When she was at BofA, Sallie Krawcheck said that the breakaway movement hadn’t happened yet —that the top producers were still on Wall Street. She’s still saying that, and she’s still right.
Top producers remain on Wall Street for three reasons, although there are indications this could change over the next few years. Here’s why the predicted exodus has never taken place.
1. Top producers are still very much capital markets pros. While they are considered wealth advisors, they like to think of themselves as Wall Street’s equivalent of the neurosurgeon. They use sophisticated techniques and products only a few understand. For example, for someone with $10 million or more in investable assets, capital markets pros may use total return swaps, synthetic indexes or other OTC derivative structures to express an investment opinion.
Service providers, such as custodians, have not evolved to provide these services yet. Many top advisors also manage money and will also require sophisticated trading software that allows straight-through-processing on their multiple custodians using FIX trading capabilities.
2. Top producers like being paid like capital markets pros. Using exotic strategies and solutions often pays outsized commissions. OTC derivatives remain one of the most profitable divisions for Wall Street, and large profits equate to large commissions. This kind of profitability is difficult to recreate as an independent advisor.
3. Top producers are still locked up. The financial crisis motivated the wirehouses to be “generous” with seven-year retention packages for top producers. Five years after the Great Recession, the lock-ups are rolling off, and it’s a much different world today. The market is up, the old management command structure just doesn’t feel right, and younger investors are turning their backs on Wall Street.
When Will They Move?
From our vantage point, we see indications that top producers are considering a life after Wall Street. More and more corner office Wall Street brokers are talking to us at Sanctuary. That dialogue with Wall Street’s best and brightest is likely to accelerate for the following reasons.

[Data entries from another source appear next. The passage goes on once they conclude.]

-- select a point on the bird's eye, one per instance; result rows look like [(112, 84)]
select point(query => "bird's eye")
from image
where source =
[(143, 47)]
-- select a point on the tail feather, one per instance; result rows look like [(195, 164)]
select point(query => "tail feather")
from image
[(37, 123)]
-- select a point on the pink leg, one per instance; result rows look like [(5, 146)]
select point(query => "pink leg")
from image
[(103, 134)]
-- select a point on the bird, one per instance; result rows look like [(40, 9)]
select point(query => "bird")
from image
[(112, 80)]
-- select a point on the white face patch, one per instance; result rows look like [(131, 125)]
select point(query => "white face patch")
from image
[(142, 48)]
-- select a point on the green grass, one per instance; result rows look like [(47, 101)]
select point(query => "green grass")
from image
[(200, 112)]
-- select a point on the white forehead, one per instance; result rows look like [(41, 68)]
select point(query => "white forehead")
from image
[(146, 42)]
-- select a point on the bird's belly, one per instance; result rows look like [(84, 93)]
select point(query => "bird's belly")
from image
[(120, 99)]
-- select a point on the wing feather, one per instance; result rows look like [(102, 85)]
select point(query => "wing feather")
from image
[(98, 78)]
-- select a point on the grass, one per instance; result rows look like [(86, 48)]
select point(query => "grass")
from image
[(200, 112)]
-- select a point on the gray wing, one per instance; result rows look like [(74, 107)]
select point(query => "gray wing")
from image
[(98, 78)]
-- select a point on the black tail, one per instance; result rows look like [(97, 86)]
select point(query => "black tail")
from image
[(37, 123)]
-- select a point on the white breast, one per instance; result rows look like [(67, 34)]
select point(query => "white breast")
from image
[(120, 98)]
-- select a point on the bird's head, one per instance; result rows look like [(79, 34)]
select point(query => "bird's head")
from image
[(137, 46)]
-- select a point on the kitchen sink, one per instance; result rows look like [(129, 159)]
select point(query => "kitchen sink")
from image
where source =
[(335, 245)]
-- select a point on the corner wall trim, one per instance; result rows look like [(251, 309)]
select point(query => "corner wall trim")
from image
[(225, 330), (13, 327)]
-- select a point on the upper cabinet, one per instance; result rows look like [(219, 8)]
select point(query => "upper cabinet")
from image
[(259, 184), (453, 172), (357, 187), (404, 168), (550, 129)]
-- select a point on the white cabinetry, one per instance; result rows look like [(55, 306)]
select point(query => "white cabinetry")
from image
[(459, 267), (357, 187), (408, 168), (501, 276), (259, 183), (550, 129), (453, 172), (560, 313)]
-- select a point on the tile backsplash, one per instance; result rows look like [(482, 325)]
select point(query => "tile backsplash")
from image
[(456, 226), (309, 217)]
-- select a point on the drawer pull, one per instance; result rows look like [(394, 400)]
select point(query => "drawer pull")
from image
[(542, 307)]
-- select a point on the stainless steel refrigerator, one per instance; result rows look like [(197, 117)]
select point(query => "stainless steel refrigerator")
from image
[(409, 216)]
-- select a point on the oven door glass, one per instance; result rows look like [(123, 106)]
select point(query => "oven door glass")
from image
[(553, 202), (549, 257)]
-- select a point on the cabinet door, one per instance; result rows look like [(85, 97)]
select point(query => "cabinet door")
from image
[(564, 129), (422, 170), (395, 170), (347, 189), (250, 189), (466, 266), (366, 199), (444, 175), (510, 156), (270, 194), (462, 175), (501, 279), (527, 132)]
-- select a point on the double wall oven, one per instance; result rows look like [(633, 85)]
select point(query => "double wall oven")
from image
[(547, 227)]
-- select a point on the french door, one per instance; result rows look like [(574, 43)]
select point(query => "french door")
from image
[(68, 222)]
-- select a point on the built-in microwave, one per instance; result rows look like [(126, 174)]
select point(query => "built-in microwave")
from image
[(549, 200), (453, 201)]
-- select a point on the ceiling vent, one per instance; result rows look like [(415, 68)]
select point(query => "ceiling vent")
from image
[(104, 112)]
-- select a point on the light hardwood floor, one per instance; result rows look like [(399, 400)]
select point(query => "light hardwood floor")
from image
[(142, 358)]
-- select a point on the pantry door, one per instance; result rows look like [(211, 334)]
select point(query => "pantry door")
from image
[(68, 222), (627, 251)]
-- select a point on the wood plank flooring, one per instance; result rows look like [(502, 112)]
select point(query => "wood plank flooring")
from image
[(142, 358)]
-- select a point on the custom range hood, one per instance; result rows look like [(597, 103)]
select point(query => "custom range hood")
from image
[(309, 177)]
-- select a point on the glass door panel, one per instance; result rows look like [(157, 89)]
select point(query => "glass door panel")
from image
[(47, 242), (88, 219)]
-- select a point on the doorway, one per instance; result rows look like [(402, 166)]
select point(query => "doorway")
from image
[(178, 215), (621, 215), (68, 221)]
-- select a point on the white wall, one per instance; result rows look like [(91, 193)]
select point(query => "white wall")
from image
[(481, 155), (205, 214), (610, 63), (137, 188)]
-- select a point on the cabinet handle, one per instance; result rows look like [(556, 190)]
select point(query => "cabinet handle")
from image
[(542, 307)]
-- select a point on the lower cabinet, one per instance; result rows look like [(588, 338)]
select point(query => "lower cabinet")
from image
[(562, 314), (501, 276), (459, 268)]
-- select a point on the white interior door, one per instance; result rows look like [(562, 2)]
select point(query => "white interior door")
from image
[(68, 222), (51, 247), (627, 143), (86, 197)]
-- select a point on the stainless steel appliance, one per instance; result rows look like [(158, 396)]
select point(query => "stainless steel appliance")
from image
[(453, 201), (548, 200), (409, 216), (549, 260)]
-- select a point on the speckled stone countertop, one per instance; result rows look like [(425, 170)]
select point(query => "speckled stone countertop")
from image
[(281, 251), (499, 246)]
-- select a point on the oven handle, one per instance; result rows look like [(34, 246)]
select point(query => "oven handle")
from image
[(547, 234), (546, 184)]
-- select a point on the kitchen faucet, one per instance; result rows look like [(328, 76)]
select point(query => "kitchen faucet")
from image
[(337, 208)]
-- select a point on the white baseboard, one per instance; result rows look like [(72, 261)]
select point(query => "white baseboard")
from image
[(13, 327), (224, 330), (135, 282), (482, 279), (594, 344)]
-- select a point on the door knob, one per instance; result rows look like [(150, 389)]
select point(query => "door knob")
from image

First, service providers are recognizing the need to build platforms that cater to this population of advisors, which is small in number but large in client assets. To run their businesses as they do on Wall Street, brokers need service providers to address their needs. It is only a matter of time before someone offers the right combination of solutions.
Next, it’s becoming increasingly clear that top producers who break away can deliver the same results without all that financial engineering. It may be less exciting and provide less short-term income, but there’s a big upside: Unconflicted solutions offered by independent wealth advisors are much more attractive to ultra-high-net-worth clients. Eliminating large commissions also delivers better pricing to the client. Add in the safety of global custody, and your clients will be willing to invest more capital with you. That will more than make up for the lost commissions.
Finally, the Wolf Of Wall Street  days at the wirehouses aren’t coming back any time soon. More regulation and tighter management means that paydays will be smaller. Compliance and paperwork will consume a greater amount of time. Already, there is a shrinking amount of flexibility.
At the same time, younger generations of wealth investors aren’t looking to Wall Street for answers. Today, Gen Xers and Gen Yers think as much about the social impact of their portfolio as the financial. They want an advisor who shares their values. Wall Street will never win that battle for the soul of the Millennial investor. The ethical and sophisticated independent is way ahead.
Breakaway pioneers like Bel Aire, Luminous, BBR and Constellation Wealth left Wall Street because they identified these trends early. They profited handsomely. Top producers who make the break can also realize significant financial rewards, but also more control, less hassle and more time to enjoy life.
Time will tell if this proposition finally makes Sallie change her opinion.